La vendita di materiali non ha niente a che vedere con l’INVALSI, quanto invece piuttosto con le case editrici che producono e vendono libretti di preparazione che l’INVALSI ha dichiarato non servire.
Il livello qualitativi, per quel che ho avuto modo di vedere, sono spesso più bassi di quelli INVALSI.

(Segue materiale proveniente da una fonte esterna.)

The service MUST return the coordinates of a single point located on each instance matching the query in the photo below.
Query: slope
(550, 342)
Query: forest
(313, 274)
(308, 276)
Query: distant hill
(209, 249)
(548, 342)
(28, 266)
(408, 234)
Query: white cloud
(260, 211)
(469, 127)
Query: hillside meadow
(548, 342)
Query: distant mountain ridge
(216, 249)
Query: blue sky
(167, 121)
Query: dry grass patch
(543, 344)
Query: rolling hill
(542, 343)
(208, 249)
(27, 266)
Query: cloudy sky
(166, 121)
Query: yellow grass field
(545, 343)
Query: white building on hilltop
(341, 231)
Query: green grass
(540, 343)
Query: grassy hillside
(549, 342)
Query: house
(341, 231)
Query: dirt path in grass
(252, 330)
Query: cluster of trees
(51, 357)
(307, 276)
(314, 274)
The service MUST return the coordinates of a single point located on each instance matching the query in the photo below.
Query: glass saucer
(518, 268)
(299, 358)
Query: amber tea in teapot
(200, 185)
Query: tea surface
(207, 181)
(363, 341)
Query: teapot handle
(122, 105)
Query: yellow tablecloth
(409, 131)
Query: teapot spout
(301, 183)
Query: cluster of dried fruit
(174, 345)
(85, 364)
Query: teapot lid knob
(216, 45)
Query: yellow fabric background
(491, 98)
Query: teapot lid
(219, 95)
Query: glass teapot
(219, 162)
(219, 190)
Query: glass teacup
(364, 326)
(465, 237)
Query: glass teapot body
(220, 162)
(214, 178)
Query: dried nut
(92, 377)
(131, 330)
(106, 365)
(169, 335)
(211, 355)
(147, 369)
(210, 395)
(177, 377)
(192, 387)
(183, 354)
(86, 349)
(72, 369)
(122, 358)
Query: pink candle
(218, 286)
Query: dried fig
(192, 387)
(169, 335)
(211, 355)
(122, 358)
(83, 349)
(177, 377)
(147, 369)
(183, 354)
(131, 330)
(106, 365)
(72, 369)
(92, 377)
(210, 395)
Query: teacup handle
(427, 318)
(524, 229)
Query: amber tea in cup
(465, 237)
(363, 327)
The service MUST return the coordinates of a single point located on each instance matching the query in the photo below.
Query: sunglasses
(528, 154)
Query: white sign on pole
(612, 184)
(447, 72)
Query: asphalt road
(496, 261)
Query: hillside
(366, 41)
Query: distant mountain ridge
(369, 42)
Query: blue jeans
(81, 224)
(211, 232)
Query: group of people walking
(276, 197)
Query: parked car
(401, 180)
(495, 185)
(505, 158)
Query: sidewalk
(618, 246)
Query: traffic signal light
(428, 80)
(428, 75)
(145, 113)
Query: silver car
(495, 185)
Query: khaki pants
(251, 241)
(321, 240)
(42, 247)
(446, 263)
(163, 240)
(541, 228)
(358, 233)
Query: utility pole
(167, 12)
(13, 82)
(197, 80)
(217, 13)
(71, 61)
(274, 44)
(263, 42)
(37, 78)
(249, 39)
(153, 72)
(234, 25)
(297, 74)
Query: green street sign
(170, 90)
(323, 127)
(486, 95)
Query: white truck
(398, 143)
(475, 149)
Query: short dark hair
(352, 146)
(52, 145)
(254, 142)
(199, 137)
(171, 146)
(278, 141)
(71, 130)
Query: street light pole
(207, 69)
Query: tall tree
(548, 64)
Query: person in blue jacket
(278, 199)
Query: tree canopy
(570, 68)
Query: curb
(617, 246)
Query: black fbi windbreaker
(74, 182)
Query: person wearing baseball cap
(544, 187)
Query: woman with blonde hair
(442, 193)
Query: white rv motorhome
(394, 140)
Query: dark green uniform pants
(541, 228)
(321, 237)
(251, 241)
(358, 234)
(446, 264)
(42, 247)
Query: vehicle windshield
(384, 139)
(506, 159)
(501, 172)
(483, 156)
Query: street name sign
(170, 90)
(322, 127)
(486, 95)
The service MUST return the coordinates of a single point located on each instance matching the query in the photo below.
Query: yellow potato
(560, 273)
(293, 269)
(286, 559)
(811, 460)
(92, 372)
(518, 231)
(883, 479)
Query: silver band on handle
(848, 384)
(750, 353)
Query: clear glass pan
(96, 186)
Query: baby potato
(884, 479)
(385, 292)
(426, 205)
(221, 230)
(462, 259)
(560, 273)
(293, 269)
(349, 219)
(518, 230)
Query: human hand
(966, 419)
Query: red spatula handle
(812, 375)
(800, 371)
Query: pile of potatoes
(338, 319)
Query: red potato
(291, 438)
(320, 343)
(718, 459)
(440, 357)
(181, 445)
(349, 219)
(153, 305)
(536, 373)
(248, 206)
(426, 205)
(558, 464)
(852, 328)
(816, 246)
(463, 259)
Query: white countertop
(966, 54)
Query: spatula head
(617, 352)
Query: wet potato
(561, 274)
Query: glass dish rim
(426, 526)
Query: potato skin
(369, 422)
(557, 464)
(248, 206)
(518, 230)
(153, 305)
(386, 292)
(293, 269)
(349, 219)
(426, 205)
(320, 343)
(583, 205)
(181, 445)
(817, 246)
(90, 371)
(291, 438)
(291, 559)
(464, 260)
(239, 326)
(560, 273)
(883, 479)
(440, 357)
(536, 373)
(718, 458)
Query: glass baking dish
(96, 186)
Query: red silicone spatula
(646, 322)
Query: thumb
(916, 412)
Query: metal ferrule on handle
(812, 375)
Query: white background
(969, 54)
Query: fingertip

In ogni caso, quel che dice dei coreani sembra confermare l’approccio invalsi, piuttosto che smontarlo.
Se effettivamente (è quel che dice lei) gli studenti coreani son più bravi e ciò risulta dai test, allora i test erano corretti.
[…] I test INVALSI poggiano su una solida base scientifica? In questo articolo, Enrico Rogora descrive e spiega i limiti del modello di Rasch, il quale, scientificamene parlando, costituisce la pietra … […]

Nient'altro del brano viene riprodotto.